By: Trevor Chartrand

Apatow-comedy veteran Jonah Hill has diversified his career path considerably in recent years, taking on darker and more intense roles.  Now he’s taken another step into new territory, this time helming a film from behind the camera: Mid90s is Hill’s directorial debut, and it’s chock-full of surprises.

The first thing that stands out in Mid90s is the filmmakers’ choice to shoot using a 4:3 aspect ratio – that is, this film would fit perfectly on a classic 90s fullscreen television.  Now, the movie tries desperately to justify the aspect ratio in a few different ways, but the fullscreen frame fails to be much more than a gimmick, unfortunately.  Does this technique set the time period well?  Sure, but so do the excellent costumes and props (graphic tees and discmans, anyone?).  In an age where everyone has access to a widescreen television, the aspect ratio is not only going to alienate viewers, but could cause concern that their TV may be broken.

Mid90s may be fullscreen, but this film is not modified from its original version – shot on 16mm, the cinematography is hit-and-miss in this picture.  Plenty of scenes are too dark, making it easy to miss pivotal character moments.  It’s especially frustrating with so many sequences set in the dark of night.  On the other hand, there are a few cinematic diamonds-in-the-rough including a well-choreographed long take, masterfully executed with technical precision.  The film is a sort of mixed bag visually, a blend of flawed and flawless.

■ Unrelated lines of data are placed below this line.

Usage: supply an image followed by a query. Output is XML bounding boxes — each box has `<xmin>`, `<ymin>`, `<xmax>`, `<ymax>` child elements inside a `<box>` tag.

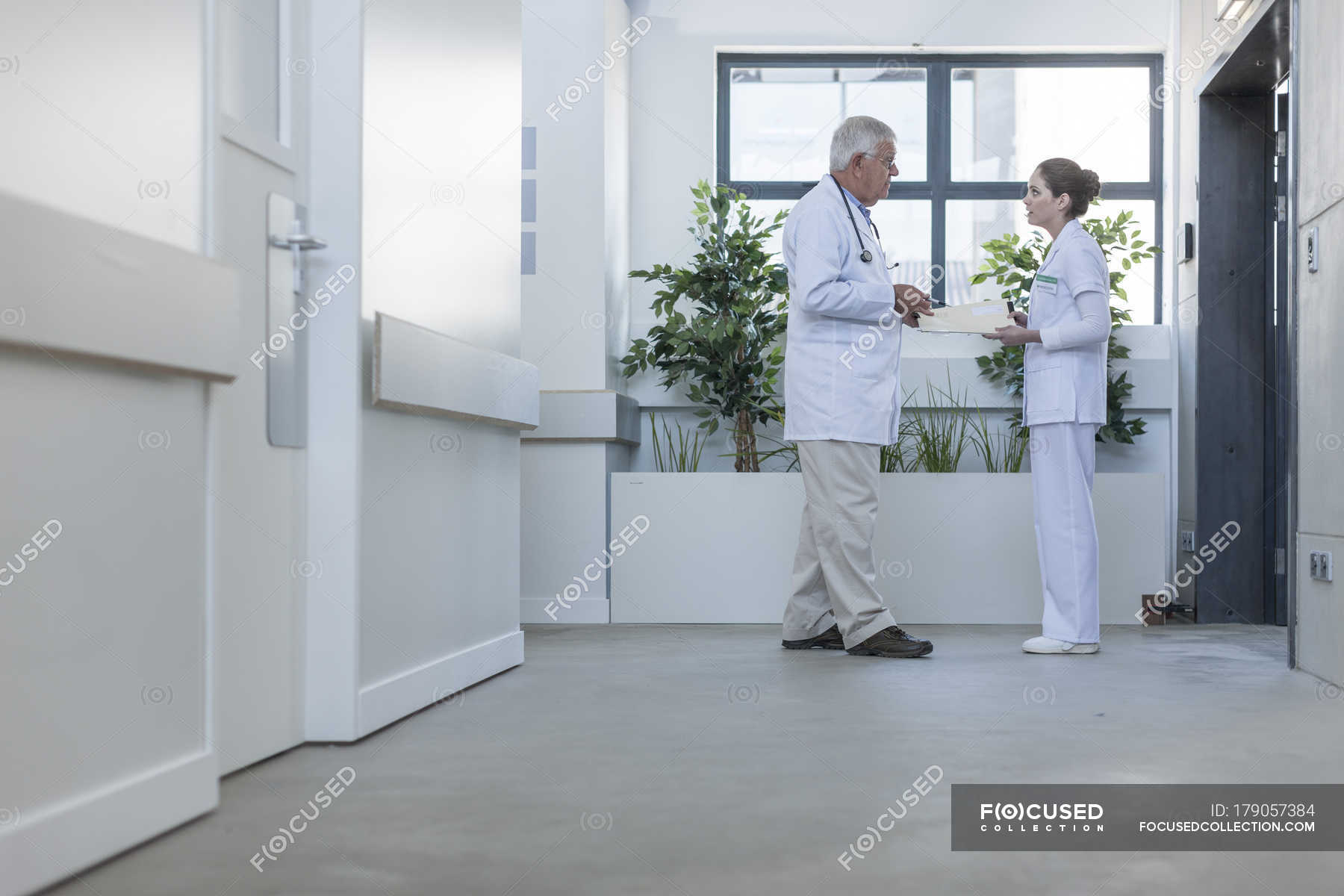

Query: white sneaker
<box><xmin>1021</xmin><ymin>635</ymin><xmax>1101</xmax><ymax>653</ymax></box>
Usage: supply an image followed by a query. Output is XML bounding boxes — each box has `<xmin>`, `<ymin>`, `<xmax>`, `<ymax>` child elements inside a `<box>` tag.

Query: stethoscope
<box><xmin>830</xmin><ymin>177</ymin><xmax>900</xmax><ymax>270</ymax></box>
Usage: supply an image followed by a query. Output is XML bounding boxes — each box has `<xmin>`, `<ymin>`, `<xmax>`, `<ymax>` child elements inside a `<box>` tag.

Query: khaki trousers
<box><xmin>783</xmin><ymin>441</ymin><xmax>897</xmax><ymax>647</ymax></box>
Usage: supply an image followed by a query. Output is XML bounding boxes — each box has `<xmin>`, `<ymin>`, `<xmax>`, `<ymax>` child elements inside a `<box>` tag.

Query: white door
<box><xmin>207</xmin><ymin>0</ymin><xmax>311</xmax><ymax>774</ymax></box>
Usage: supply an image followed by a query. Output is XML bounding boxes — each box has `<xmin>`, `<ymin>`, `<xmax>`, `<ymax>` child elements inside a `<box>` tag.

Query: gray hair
<box><xmin>830</xmin><ymin>116</ymin><xmax>897</xmax><ymax>170</ymax></box>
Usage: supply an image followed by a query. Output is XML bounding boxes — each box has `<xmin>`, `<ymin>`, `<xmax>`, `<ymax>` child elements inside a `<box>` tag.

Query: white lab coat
<box><xmin>1023</xmin><ymin>217</ymin><xmax>1110</xmax><ymax>426</ymax></box>
<box><xmin>783</xmin><ymin>175</ymin><xmax>902</xmax><ymax>445</ymax></box>
<box><xmin>1023</xmin><ymin>219</ymin><xmax>1110</xmax><ymax>644</ymax></box>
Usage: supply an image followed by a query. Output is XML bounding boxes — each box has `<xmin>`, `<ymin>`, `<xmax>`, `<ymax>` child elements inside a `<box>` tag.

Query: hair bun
<box><xmin>1083</xmin><ymin>168</ymin><xmax>1101</xmax><ymax>202</ymax></box>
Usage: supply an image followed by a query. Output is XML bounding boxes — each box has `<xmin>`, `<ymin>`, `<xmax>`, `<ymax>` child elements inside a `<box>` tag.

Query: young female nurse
<box><xmin>985</xmin><ymin>158</ymin><xmax>1110</xmax><ymax>653</ymax></box>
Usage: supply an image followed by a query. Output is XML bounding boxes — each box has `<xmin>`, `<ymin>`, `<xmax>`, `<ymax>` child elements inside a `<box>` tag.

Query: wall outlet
<box><xmin>1312</xmin><ymin>551</ymin><xmax>1334</xmax><ymax>582</ymax></box>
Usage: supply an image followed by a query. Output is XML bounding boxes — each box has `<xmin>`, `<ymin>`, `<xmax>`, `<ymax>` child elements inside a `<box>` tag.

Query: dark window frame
<box><xmin>715</xmin><ymin>52</ymin><xmax>1164</xmax><ymax>324</ymax></box>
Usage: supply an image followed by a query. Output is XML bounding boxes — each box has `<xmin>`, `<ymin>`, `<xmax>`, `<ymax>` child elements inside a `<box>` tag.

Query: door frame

The visuals are enhanced with an edgy score from Trent Reznor and Atticus Ross (The Social Network).  The pair remain unmatched – designing a world with a sparse, atmospheric soundscape.  A stand-out composition relies on a music parent’s everywhere fear – a squeaky off-key recorder.  Yet somehow, surprisingly, the shrill melody works for the film, creating an ethereal and ominous tonality.

Having also written the film, it’s clear Jonah Hill’s got some strong story chops.  Mid90s is the coming-of-age story of Stevie (Sunny Suljic);  barely a teenager, he lives in lower middle-class Los Angeles.  With a difficult home life, Stevie appears directionless until he discovers a passion for skateboarding.  A group of older skaters take him under their wing, and their influence changes Stevie in rapid and shocking ways.

Mid90s takes an observational, fly-on-the wall approach to storytelling without passing judgement on Stevie or the characters who sway him.  With an abrupt ending, there’s plenty to unpack and discuss on the car ride home.

Each character is well-defined, with the group having their own dynamic, and complicated relationships between each and every one of them.  The film showcases strong performances, especially from the child actors.  In reaction shots, lead Sunny Suljic tends to fall back on the same sly smirk, but he has a considerable range – not to mention rage – for his age.

The 1990s were not a pretty decade, with the world in a grungy limbo between the color of the 80s and the cookie-cutter, clean-cut image the millennium brought about.  Mid90s brings the time period to life with everything from the concrete laden streets to the PlayStation game controllers – everything was just so… grey back then.

Far from perfect, Mid90s is an intense and dark ride with a lot of heart.  While Jonah Hill may not have mastered the technical side of filmmaking just yet, he’s got character and story down – that’s what matters most anyway.  If he continues to pursue directing, we’re sure to see some great things as his talent develops.